On a magnetar, which force would exert a bigger pull on a 10 kg iron chunk? On the surface of a magnetar, what would pull harder on a 10 kg piece of iron, the gravity or the magnetic field?
 A: Ferromagnitism
Below saturation, the pull is ~B dB/dx. Beyond saturation, it is ~dB/dx and can be made arbitrarily high with a strong enough gradient. An order of magnitude gradient is 1GT/10km = 10^5T/m. So a pull on the order of 10^5-10^6 stronger than a Neodymium magnet. We have about 2*10^11g of gravity so gravity wins.
Superconductors and Paramagnetism
They also suffer a saturation effect. Superconductors can only carry a certain density of current and paramagnetic materials saturate much like ferromagnetic materials. Paramagnetism aligns dipoles and saturates once there are no more dipoles to align.
Diamagnetism
This is much weaker but also doesn't saturate. It is about 10^4 times weaker at best and thus would equal ferromagnetism around 10^4 or 10^5 T. At 10^10 T it would be around (10^10T*10^5T/m)/(10^4) = 10^11 times stronger than a Neodymium magnet. This is just enough to beat gravity. However, "doesn't saturate" is not true at such extreme fields, see below.

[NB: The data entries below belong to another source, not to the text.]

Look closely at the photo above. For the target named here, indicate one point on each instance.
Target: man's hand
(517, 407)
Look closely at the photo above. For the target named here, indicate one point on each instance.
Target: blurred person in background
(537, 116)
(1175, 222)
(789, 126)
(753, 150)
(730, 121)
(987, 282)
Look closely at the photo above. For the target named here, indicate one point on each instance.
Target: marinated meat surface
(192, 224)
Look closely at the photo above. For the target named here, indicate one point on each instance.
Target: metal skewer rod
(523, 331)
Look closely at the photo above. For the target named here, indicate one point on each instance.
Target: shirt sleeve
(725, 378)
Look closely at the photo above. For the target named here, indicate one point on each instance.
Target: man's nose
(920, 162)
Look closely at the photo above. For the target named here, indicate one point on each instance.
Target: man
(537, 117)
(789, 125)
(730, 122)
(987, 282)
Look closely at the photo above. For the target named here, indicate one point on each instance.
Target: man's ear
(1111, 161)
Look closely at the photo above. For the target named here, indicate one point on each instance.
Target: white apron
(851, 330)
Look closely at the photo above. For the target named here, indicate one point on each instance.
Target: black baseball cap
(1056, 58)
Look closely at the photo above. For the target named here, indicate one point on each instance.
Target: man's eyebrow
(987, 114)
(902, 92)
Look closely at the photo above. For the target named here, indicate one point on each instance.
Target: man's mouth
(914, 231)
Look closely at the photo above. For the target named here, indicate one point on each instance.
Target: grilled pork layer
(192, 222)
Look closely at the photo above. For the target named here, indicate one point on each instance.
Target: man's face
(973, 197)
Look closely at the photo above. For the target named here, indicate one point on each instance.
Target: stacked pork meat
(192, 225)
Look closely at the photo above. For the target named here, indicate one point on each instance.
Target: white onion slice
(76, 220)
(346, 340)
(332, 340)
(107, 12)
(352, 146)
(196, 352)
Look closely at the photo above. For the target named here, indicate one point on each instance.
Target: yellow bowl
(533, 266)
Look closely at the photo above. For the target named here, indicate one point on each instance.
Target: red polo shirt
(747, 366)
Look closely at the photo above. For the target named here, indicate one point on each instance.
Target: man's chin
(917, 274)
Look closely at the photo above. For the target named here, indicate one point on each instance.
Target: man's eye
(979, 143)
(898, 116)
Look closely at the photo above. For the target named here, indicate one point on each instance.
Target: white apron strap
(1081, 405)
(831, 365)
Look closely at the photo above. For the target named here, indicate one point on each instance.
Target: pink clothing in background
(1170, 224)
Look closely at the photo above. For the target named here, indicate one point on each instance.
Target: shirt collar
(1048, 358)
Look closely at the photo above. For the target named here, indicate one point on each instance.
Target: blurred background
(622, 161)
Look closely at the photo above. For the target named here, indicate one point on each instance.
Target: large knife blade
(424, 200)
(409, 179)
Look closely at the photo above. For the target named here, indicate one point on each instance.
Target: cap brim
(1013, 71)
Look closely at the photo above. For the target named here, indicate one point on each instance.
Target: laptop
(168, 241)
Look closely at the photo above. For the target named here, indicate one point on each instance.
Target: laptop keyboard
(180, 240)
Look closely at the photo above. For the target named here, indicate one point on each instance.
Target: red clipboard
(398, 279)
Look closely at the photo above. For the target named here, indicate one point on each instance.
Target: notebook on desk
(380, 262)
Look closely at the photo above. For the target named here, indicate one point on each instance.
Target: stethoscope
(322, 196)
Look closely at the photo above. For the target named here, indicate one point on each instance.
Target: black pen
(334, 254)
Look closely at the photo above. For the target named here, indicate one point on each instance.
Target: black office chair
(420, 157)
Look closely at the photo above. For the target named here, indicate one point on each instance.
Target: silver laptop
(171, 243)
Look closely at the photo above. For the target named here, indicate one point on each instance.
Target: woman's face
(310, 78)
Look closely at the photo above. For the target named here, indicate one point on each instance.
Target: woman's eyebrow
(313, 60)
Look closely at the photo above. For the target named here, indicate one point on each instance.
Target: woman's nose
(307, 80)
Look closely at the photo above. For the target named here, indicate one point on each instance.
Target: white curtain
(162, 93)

Edit: Argument that diamagnetism is limited: Diamagnetism costs energy. Free electrons and nuclei are not diamagnetic. If this energy cost exceeded the binding energy of all the electrons to the iron nucleus the atom would fly apart. This limits the total diamagnetic energy to below ~100keV/atom. I do not expect the atoms to actually ionize in the field, instead the electrons would find a non-diamagnetic configuration, but the 100keV limit still applies. Gravity is far stronger at ~10GeV per iron atom.
Materials, what materials?
Magnetic fields this strong severely distort the shape of the atoms due to Lorentz force affecting the electron shells. Laboratory-generated fields top out around 1000 Tesla and only for under a millisecond. Whatever the case gravity still wins. After all, the crust doesn't lift off the surface!
A: Iron is nothing special to a magnetar: iron's magnetization saturates at about 2 tesla. Magnetar fields are 10^9-10^11 tesla. So, gravity wins.